[PATCH v2 4/5] winegstreamer: Implement IMFMediaSource::Start.

Thu Oct 8 14:16:01 CDT 2020

On 10/8/20 12:06 PM, Derek Lesho wrote:
> 
> On 10/8/20 11:33 AM, Zebediah Figura wrote:
>> On 10/7/20 3:19 PM, Derek Lesho wrote:
>>> On 10/7/20 1:53 PM, Zebediah Figura wrote:
>>>> On 10/7/20 9:58 AM, Derek Lesho wrote:
>>>>> On 10/6/20 9:58 PM, Zebediah Figura wrote:
>>>>>> On 10/6/20 10:59 AM, Derek Lesho wrote:
>>>>>>> +        if (position->vt != VT_EMPTY)
>>>>>>> +        {
>>>>>>> +            GstEvent *seek_event = gst_event_new_seek(1.0,
>>>>>>> GST_FORMAT_TIME, GST_SEEK_FLAG_FLUSH,
>>>>>>> +                    GST_SEEK_TYPE_SET, position->u.hVal.QuadPart /
>>>>>>> 100, GST_SEEK_TYPE_NONE, 0);
>>>>>>> +            GstSample *preroll;
>>>>>>> +
>>>>>>> +            gst_pad_push_event(stream->my_sink, seek_event);
>>>>>>> +
>>>>>>> +            /* this works because the pre-seek preroll is already
>>>>>>> removed by media_source_constructor */
>>>>>>> +            g_signal_emit_by_name(stream->appsink, "pull-preroll",
>>>>>>> &preroll);
>>>>>>> +            if (preroll)
>>>>>>> +                gst_sample_unref(preroll);
>>>>>> What is the point of doing this?
>>>>> To wait for the flush to complete.  What is the point of waiting for the
>>>>> flush to complete?  To ensure we don't send any MEMediaSample events
>>>>> from before the seek after MESourceSeeked.
>>>> I don't think this is necessary; I don't think a flush can be
>>>> asynchronous, nor a seek.
>>> Interesting, so gst_pad_push_event blocks until the seek event is
>>> handled, but I'm not sure if this is before or after the flush start
>>> event has been propogated downstream, as what we're really waiting for
>>> is appsink to receive that and invalidate all buffered samples.  I'll
>>> look into this and if just waiting for gst_pad_push_event to return
>>> suffices, I'll remove the hack.
>> A flushing seek sends both FLUSH_START and FLUSH_STOP events downstream.
> Yes
>> Moreover, on further examination, why do you need to wait for this at
>> all?
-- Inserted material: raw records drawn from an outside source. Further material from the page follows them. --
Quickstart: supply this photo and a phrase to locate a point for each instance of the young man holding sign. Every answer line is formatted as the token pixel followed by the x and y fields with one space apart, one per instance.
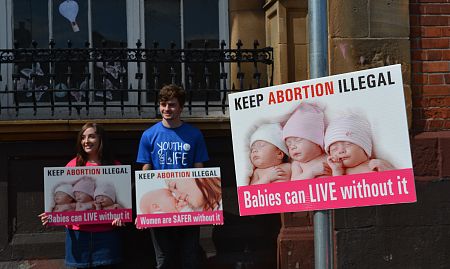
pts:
pixel 173 144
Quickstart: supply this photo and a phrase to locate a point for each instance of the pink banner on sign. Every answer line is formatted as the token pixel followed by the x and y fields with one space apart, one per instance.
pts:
pixel 368 189
pixel 180 219
pixel 88 217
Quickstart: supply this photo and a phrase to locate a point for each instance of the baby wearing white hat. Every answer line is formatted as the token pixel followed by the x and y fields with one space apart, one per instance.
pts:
pixel 268 154
pixel 105 197
pixel 303 134
pixel 348 142
pixel 64 199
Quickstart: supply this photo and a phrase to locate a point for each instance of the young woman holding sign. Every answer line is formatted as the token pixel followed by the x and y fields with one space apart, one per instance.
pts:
pixel 93 245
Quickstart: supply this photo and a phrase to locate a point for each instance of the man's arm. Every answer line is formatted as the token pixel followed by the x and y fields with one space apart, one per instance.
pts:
pixel 147 166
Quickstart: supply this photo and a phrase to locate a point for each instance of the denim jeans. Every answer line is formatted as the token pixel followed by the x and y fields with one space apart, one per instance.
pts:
pixel 175 246
pixel 89 249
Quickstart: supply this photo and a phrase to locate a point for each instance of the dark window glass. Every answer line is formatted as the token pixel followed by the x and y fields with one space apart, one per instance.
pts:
pixel 109 24
pixel 70 76
pixel 31 23
pixel 162 25
pixel 201 78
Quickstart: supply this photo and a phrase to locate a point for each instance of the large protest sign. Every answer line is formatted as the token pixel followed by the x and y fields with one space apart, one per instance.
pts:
pixel 178 197
pixel 87 194
pixel 333 142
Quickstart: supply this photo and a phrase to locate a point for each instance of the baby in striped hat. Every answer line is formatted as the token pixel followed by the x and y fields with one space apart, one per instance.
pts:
pixel 268 155
pixel 303 134
pixel 348 142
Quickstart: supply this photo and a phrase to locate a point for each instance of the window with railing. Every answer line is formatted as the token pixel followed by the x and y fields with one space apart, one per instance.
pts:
pixel 121 82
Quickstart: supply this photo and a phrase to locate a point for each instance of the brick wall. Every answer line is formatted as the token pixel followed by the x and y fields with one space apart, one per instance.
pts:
pixel 430 58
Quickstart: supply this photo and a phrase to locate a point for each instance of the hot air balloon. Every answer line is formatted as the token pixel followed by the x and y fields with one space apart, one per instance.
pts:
pixel 69 9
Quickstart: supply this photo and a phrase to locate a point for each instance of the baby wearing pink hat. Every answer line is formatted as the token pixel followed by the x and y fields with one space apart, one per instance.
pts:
pixel 105 197
pixel 63 197
pixel 83 190
pixel 303 134
pixel 348 142
pixel 267 154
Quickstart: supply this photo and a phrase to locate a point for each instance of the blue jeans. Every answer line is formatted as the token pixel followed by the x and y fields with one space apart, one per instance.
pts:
pixel 88 249
pixel 173 243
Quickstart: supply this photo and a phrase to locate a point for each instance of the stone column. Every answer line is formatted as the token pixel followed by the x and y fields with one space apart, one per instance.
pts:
pixel 287 33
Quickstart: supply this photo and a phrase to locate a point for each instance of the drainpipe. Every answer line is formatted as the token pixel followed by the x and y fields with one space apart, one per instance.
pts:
pixel 318 66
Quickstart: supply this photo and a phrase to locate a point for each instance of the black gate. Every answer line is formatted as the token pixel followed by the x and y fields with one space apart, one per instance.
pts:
pixel 124 82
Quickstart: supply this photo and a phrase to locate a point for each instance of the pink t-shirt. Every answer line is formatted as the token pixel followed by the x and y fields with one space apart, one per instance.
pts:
pixel 89 227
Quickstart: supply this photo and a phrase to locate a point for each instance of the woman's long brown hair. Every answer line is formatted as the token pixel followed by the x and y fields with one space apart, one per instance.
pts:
pixel 104 153
pixel 211 190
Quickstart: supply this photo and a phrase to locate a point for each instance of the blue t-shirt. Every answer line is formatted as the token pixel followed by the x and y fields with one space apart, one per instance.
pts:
pixel 172 148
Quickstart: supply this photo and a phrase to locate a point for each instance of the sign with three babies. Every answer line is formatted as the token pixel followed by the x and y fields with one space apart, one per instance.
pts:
pixel 178 197
pixel 87 194
pixel 333 142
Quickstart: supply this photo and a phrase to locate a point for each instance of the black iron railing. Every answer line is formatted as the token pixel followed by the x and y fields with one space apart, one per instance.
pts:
pixel 124 82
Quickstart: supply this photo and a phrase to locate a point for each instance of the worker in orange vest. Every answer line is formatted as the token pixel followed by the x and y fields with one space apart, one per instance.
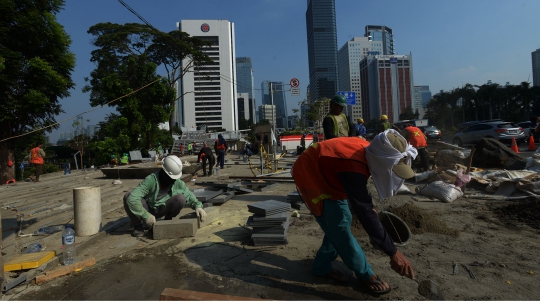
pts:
pixel 36 158
pixel 418 139
pixel 331 174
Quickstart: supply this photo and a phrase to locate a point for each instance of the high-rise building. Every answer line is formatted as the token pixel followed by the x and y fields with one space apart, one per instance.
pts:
pixel 536 67
pixel 349 57
pixel 266 112
pixel 387 85
pixel 208 91
pixel 422 95
pixel 275 90
pixel 383 36
pixel 322 49
pixel 245 84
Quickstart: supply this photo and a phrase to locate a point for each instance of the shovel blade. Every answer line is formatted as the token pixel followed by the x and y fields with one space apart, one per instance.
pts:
pixel 430 291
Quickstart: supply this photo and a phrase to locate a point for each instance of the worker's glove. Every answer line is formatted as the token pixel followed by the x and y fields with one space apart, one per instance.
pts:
pixel 150 221
pixel 201 214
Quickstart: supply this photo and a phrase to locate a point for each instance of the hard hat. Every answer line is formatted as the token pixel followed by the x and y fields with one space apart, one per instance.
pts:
pixel 172 166
pixel 339 100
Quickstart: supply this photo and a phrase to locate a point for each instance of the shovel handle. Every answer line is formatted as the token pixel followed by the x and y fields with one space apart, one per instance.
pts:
pixel 470 160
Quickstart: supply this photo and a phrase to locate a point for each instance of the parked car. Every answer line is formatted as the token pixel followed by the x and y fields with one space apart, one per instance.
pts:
pixel 502 131
pixel 432 133
pixel 529 128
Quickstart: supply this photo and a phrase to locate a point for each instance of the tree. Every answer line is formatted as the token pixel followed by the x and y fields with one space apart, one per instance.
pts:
pixel 37 66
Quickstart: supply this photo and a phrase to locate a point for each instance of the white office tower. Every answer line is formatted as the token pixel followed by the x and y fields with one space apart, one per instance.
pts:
pixel 208 91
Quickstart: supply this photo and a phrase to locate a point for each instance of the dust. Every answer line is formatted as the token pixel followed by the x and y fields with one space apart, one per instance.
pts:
pixel 526 212
pixel 420 221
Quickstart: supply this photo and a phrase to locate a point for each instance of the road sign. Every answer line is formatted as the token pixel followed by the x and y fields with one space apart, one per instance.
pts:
pixel 349 96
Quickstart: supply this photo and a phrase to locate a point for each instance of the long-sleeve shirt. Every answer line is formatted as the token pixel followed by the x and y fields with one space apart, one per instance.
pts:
pixel 337 173
pixel 149 190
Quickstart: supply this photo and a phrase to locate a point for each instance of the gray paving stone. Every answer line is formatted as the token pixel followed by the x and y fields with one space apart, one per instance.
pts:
pixel 175 228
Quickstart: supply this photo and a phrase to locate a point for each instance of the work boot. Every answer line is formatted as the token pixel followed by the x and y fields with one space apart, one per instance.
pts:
pixel 138 231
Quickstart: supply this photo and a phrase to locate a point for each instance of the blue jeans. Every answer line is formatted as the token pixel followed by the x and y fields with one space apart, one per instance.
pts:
pixel 338 240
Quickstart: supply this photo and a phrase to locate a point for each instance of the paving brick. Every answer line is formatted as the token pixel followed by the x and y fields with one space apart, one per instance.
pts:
pixel 175 228
pixel 213 215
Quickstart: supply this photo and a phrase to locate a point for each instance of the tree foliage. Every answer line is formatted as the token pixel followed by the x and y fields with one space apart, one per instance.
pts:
pixel 36 69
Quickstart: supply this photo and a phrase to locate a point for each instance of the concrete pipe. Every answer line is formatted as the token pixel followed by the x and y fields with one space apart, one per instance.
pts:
pixel 87 208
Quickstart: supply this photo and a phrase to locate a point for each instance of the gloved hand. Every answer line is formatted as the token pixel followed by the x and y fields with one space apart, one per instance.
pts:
pixel 201 214
pixel 150 221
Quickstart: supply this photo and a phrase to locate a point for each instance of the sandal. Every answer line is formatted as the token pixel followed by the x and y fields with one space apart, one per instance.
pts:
pixel 337 276
pixel 375 280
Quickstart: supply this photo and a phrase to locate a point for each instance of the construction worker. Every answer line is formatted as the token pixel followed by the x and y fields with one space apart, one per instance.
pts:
pixel 331 174
pixel 124 160
pixel 220 146
pixel 206 154
pixel 383 124
pixel 418 139
pixel 161 194
pixel 360 128
pixel 336 124
pixel 36 158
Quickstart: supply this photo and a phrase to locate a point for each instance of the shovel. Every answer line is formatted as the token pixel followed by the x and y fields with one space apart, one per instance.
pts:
pixel 429 290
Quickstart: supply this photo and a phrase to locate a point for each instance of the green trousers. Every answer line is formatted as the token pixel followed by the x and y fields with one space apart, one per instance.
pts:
pixel 338 240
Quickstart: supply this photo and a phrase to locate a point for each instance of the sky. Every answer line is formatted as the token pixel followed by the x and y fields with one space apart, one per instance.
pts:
pixel 451 42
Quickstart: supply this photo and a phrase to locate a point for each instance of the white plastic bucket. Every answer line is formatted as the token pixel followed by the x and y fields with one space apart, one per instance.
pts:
pixel 87 209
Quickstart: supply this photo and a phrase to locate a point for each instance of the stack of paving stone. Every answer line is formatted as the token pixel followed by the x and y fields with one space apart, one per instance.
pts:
pixel 296 202
pixel 269 222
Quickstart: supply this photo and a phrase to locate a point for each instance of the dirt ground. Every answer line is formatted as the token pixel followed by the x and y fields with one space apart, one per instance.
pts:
pixel 497 241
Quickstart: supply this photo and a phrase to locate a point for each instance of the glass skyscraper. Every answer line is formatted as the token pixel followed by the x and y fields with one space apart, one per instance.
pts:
pixel 245 83
pixel 322 49
pixel 279 101
pixel 384 35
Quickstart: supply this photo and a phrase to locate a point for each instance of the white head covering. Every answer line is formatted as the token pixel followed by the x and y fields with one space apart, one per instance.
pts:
pixel 381 157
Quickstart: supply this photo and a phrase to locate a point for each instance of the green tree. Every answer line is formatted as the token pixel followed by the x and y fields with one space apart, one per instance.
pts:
pixel 36 71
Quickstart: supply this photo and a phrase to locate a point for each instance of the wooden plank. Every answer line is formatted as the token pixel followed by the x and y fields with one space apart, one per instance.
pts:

The flushing seek explicitly guarantees that stale samples will be
>> discarded; even if the event delivery were itself asynchronous, you're
>> not sending samples as soon as you get them, but rather only when the
>> application requests them, so as far as I can see the MEStreamSeeked
>> (&c.) events sent by this function will still be serialized with respect
>> to MEMediaSample events.
> Yes, my only concern would be for when we send the seek event, then
> proceed to a ::RequestSample call, which then calls pull-sample before
> the seek-start event reaches the appsink.  This would cause a pre-seek
> buffer from the appsink's queue to be returned.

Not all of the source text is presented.